SRVR’s portfolio consists of 72 companies, weighted by market capitalization and rebalanced quarterly, all tied to the physical backbone of the digital economy. The top holdings read like a who’s who of digital infrastructure, including Digital Realty Trust Inc. (DLR), Equinix Inc. (EQIX) and Crown Castle Inc. (CCI). Because the ETF is composed of REITs, it also offers income potential with a 1.9% 30-day SEC yield.
Roundhill Generative AI & Technology ETF (CHAT)
Unlike the previous AI ETFs, CHAT does not passively track an index. For a 0.75% expense ratio, investors get a concentrated portfolio of 43 companies. Despite the higher fees, CHAT has historically delivered strong outperformance. Over the trailing one-year period as of March 31, CHAT returned 82.5% annualized, versus 27.5% for AIQ. The ETF currently manages $1.3 billion in assets.
“CHAT actively selects stocks using a proprietary methodology that combines a transcript score and sector score to evaluate companies’ relevance to generative AI, factoring in their revenue, profit and R&D investment in AI technologies,” explains Dave Mazza, CEO at Roundhill Investments. “Companies are then scored and selected based on their exposure to AI, market capitalization and liquidity.”

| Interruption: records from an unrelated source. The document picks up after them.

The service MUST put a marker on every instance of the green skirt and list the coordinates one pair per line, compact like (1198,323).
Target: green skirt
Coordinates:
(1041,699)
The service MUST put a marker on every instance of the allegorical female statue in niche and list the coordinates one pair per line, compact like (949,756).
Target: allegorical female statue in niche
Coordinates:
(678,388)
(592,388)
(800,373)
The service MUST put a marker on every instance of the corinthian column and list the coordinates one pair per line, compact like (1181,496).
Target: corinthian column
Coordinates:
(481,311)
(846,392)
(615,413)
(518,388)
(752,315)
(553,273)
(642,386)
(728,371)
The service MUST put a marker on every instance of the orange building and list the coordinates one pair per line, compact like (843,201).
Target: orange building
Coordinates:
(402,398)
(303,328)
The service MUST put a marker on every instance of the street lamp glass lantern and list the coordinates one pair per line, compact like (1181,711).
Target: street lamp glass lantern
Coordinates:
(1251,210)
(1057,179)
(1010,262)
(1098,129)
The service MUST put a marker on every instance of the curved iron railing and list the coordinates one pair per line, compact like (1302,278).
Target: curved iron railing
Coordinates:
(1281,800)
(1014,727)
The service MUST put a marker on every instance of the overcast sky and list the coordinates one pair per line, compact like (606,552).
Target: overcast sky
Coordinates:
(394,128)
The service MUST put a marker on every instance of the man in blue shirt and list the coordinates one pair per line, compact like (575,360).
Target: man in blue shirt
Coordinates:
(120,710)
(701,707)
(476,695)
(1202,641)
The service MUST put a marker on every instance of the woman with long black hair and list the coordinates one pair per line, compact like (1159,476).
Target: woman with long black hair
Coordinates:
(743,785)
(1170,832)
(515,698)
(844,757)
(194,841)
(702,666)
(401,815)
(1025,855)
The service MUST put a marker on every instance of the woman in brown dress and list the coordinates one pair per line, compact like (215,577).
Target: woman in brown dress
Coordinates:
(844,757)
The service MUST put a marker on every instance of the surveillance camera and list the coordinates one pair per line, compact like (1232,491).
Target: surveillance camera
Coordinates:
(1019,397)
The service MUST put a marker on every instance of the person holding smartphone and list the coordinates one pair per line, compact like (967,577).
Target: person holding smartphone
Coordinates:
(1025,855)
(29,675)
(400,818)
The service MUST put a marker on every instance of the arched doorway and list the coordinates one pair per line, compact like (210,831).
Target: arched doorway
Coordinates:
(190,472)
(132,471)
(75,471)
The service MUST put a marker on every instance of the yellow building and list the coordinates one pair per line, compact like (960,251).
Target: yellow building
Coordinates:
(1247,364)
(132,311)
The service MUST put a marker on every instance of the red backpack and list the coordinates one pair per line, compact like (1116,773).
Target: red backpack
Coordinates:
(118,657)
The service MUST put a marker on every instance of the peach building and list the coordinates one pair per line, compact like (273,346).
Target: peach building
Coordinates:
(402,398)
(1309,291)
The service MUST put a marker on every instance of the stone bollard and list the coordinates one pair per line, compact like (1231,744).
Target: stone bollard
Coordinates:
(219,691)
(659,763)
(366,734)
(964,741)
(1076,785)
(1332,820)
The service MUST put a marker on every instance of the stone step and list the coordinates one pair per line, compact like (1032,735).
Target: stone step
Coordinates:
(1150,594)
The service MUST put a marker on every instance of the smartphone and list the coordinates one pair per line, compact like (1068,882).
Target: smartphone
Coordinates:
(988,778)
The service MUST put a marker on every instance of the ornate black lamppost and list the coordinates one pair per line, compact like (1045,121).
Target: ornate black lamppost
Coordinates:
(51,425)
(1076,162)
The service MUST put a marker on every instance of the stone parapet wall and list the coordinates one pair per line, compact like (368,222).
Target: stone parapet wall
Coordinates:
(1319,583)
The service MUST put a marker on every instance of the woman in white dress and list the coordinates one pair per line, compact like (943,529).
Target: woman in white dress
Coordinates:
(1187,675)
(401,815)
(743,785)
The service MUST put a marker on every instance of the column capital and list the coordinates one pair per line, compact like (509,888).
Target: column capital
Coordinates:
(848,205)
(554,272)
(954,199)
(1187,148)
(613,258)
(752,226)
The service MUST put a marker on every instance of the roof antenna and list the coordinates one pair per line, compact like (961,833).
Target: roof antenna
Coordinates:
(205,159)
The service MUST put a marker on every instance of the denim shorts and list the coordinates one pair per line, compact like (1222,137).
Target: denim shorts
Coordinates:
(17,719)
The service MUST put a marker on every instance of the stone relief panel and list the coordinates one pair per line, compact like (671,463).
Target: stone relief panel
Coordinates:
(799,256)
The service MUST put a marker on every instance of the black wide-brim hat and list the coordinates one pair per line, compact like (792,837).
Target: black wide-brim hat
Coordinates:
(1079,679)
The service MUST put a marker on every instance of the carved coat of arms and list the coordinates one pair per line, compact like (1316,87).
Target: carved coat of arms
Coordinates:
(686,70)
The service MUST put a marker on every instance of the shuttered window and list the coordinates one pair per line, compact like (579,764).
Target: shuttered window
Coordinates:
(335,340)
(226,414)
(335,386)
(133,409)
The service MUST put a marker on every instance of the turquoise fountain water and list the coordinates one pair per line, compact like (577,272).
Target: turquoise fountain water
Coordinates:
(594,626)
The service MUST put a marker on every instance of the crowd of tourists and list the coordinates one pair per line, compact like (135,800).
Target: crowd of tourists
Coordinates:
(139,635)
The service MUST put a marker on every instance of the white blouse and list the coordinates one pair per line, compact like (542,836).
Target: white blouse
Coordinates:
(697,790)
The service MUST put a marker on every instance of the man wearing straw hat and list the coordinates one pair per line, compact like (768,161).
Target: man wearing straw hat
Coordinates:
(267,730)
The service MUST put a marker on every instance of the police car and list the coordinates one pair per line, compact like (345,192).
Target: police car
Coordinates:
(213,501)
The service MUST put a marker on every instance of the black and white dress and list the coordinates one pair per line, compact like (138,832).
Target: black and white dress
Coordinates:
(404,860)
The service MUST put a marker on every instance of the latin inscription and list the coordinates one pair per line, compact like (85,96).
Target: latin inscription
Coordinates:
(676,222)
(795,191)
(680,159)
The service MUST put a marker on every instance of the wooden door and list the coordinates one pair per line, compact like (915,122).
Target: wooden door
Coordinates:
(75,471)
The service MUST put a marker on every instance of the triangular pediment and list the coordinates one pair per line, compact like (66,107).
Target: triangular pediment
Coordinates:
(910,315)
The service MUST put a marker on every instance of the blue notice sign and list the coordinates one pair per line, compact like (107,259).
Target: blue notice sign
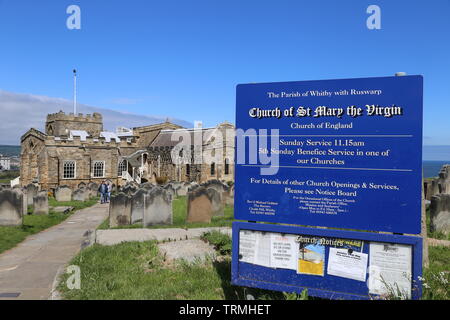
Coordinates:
(333,153)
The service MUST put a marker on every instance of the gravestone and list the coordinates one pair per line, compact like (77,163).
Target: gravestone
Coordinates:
(137,205)
(440,213)
(228,196)
(182,189)
(40,203)
(170,189)
(11,208)
(63,193)
(147,185)
(129,189)
(215,184)
(19,191)
(199,206)
(158,207)
(216,202)
(444,179)
(92,190)
(119,210)
(81,194)
(31,191)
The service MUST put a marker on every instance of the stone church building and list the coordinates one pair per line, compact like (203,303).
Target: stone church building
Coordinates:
(75,149)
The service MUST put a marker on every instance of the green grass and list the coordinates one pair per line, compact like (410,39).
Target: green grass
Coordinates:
(220,241)
(137,271)
(436,283)
(32,224)
(434,234)
(179,209)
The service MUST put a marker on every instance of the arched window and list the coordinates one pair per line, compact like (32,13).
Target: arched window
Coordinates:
(227,166)
(123,166)
(99,169)
(69,169)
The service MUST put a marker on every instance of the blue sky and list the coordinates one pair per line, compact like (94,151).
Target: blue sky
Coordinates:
(184,58)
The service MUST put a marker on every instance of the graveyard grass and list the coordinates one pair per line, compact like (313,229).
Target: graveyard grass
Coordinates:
(179,210)
(136,271)
(32,224)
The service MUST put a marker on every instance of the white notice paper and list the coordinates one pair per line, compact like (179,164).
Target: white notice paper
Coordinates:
(263,249)
(247,246)
(390,269)
(284,251)
(353,265)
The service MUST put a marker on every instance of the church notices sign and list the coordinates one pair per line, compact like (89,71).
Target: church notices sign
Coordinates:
(333,153)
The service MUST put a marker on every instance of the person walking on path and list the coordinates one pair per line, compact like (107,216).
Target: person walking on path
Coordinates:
(109,191)
(103,189)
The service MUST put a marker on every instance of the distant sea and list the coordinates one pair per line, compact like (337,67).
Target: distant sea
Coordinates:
(432,168)
(434,157)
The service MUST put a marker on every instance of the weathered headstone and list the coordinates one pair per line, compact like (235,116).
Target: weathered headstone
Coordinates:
(31,191)
(147,185)
(92,190)
(24,200)
(444,179)
(215,184)
(40,203)
(158,207)
(216,202)
(81,194)
(440,213)
(129,189)
(199,206)
(119,210)
(170,189)
(63,193)
(11,207)
(137,205)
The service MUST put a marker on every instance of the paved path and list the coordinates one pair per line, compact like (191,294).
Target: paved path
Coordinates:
(29,269)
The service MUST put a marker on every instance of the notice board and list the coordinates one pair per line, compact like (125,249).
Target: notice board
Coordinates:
(336,153)
(343,154)
(332,264)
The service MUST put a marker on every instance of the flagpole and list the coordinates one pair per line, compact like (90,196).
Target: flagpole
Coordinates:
(74,91)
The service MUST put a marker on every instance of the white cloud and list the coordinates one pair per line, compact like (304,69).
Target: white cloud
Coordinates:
(20,112)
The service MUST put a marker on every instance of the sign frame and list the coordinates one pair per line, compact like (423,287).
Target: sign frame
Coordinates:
(373,217)
(249,275)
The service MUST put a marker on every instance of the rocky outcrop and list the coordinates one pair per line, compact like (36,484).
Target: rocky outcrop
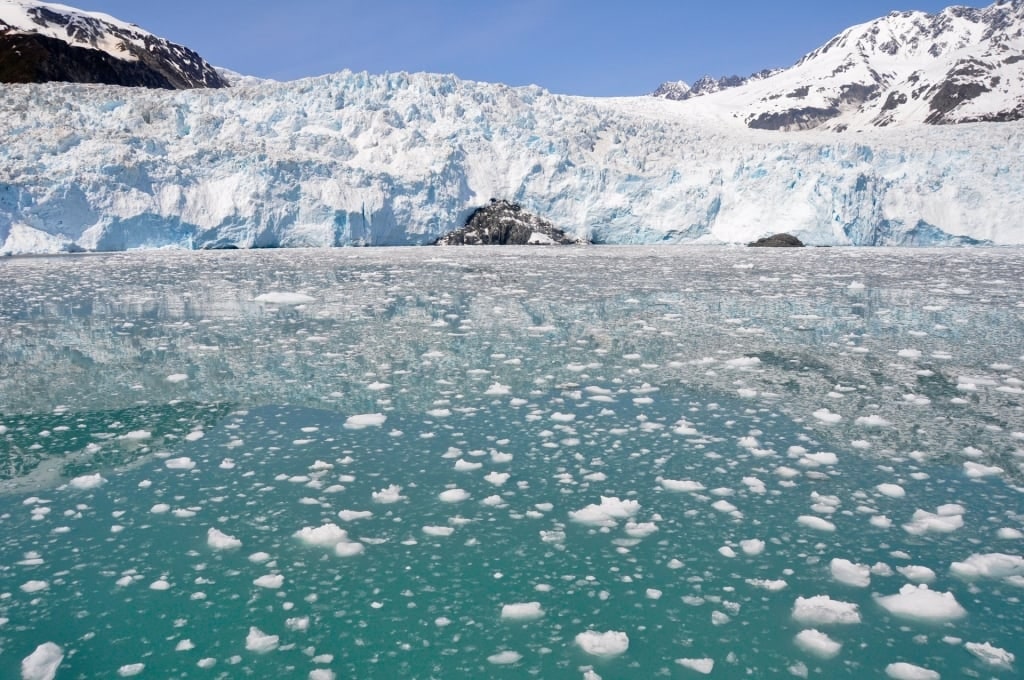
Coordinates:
(41,43)
(505,223)
(777,241)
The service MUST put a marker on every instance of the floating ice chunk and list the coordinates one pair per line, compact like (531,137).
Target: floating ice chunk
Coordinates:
(845,571)
(43,663)
(990,654)
(817,643)
(610,643)
(86,481)
(183,463)
(701,666)
(220,541)
(438,530)
(946,519)
(872,421)
(388,496)
(826,416)
(286,299)
(767,584)
(903,671)
(892,491)
(454,496)
(505,657)
(605,514)
(682,485)
(352,515)
(822,610)
(977,470)
(269,581)
(522,611)
(260,642)
(916,574)
(326,536)
(921,603)
(816,523)
(363,421)
(992,565)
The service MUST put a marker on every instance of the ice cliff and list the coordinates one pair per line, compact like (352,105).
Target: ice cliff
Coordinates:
(354,159)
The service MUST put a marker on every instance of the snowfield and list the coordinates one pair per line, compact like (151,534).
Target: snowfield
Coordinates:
(398,159)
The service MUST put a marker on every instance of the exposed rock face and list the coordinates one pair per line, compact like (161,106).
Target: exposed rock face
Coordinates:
(40,43)
(777,241)
(961,65)
(505,223)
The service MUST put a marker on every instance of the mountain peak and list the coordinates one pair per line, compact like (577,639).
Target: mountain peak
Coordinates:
(43,42)
(957,66)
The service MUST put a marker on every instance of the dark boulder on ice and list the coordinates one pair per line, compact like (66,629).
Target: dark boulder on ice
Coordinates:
(777,241)
(506,223)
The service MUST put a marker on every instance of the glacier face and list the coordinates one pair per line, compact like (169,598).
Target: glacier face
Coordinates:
(398,159)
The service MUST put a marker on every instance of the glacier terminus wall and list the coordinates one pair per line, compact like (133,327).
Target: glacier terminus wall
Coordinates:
(352,159)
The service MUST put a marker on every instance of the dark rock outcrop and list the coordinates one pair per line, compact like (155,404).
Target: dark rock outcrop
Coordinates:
(506,223)
(777,241)
(64,45)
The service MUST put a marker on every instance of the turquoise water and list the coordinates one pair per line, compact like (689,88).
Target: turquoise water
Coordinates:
(835,405)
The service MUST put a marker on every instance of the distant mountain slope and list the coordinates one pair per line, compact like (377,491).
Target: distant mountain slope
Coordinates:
(958,66)
(43,42)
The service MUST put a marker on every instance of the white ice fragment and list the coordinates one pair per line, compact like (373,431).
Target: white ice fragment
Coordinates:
(916,574)
(522,611)
(352,515)
(259,641)
(701,666)
(363,421)
(822,610)
(438,530)
(845,571)
(977,470)
(130,670)
(817,643)
(326,536)
(682,485)
(816,523)
(946,519)
(220,541)
(269,581)
(892,491)
(610,643)
(903,671)
(454,496)
(505,657)
(86,481)
(285,299)
(921,603)
(43,663)
(990,654)
(388,496)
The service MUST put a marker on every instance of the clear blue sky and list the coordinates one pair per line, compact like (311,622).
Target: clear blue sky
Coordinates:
(592,47)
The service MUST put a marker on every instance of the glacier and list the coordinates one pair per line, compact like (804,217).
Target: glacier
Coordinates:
(353,159)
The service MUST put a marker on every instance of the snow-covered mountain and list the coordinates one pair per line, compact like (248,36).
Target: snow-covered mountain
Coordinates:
(398,159)
(961,65)
(43,42)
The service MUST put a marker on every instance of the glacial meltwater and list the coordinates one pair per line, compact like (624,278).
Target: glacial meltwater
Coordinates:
(581,463)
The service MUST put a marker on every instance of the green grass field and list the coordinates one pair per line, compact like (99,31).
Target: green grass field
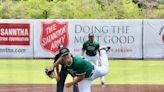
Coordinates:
(29,71)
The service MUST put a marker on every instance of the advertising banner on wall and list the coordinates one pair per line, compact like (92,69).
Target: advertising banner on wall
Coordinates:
(154,39)
(16,39)
(124,36)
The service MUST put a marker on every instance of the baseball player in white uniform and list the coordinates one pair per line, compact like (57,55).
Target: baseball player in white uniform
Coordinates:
(85,71)
(91,47)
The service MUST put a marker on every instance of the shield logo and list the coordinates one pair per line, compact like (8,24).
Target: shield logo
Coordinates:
(160,33)
(54,34)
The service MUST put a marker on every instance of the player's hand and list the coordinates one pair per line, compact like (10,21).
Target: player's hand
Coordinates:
(68,84)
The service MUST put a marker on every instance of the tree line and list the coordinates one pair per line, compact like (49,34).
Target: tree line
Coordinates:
(80,9)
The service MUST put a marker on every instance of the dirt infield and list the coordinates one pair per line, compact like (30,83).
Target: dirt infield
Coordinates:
(95,88)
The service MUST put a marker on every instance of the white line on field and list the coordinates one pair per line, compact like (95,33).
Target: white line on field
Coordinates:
(24,89)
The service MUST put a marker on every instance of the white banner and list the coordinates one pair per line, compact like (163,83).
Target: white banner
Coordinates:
(124,36)
(154,39)
(16,39)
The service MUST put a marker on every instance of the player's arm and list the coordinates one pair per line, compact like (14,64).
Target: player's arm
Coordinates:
(58,61)
(76,79)
(83,50)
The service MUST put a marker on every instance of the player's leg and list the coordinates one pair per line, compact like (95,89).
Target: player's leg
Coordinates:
(60,84)
(85,85)
(75,86)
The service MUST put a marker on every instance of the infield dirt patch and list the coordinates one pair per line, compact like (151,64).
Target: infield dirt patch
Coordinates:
(95,88)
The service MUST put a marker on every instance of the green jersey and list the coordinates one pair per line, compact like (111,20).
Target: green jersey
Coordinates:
(79,66)
(91,48)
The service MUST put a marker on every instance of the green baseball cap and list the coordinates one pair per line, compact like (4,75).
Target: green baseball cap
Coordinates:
(64,51)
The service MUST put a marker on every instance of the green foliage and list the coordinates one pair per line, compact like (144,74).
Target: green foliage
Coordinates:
(74,9)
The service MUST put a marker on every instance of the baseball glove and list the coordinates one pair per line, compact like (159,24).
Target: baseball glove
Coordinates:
(50,72)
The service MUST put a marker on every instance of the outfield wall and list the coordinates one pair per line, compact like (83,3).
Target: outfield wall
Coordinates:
(129,39)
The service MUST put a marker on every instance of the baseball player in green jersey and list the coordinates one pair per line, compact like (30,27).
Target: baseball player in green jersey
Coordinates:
(91,47)
(85,71)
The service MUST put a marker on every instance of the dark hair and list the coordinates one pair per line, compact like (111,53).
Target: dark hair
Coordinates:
(90,35)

iShares A.I. Innovation and Tech Active ETF (BAI)
In actively managed ETFs, the risk of style drift occurs when a portfolio gradually shifts away from its original mandate, usually due to changes in internal models or the departure of key personnel. That can lead to exposures that no longer align with investor expectations. As a result, investors who prefer an active approach to AI may want to consider having more than one option on their roster, such as BAI.
This active AI ETF manages about $12 billion in assets and has a concentrated portfolio of 46 holdings. It is run by Tony Kim, head of BlackRock’s Fundamental Equities Global Technology team, alongside Reid Menge, a managing director on the same team. Over the past year, BAI has delivered a 52.7% return, trailing CHAT but still outperforming AIQ. The ETF charges a 0.55% expense ratio.
KraneShares Artificial Intelligence & Technology ETF (AGIX)
Some of the most impactful AI companies today are still privately held. That includes names like OpenAI, Anthropic and xAI, which is now part of SpaceX. Access to these firms is typically limited to accredited investors. However, under SEC Rule 22e-4, ETFs are allowed to hold up to 15% of their assets in illiquid securities. AGIX uses this structure to blend public and private AI investments.
While the bulk of AGIX’s portfolio tracks publicly listed companies via the Solactive Etna Artificial General Intelligence Index, what sets it apart is its direct private exposure. The ETF currently allocates 2.9% to Anthropic and 2.1% to SpaceX (for exposure to xAI), and does so through direct equity ownership rather than proxy vehicles like special-purpose vehicles. AGIX charges a 0.99% expense ratio.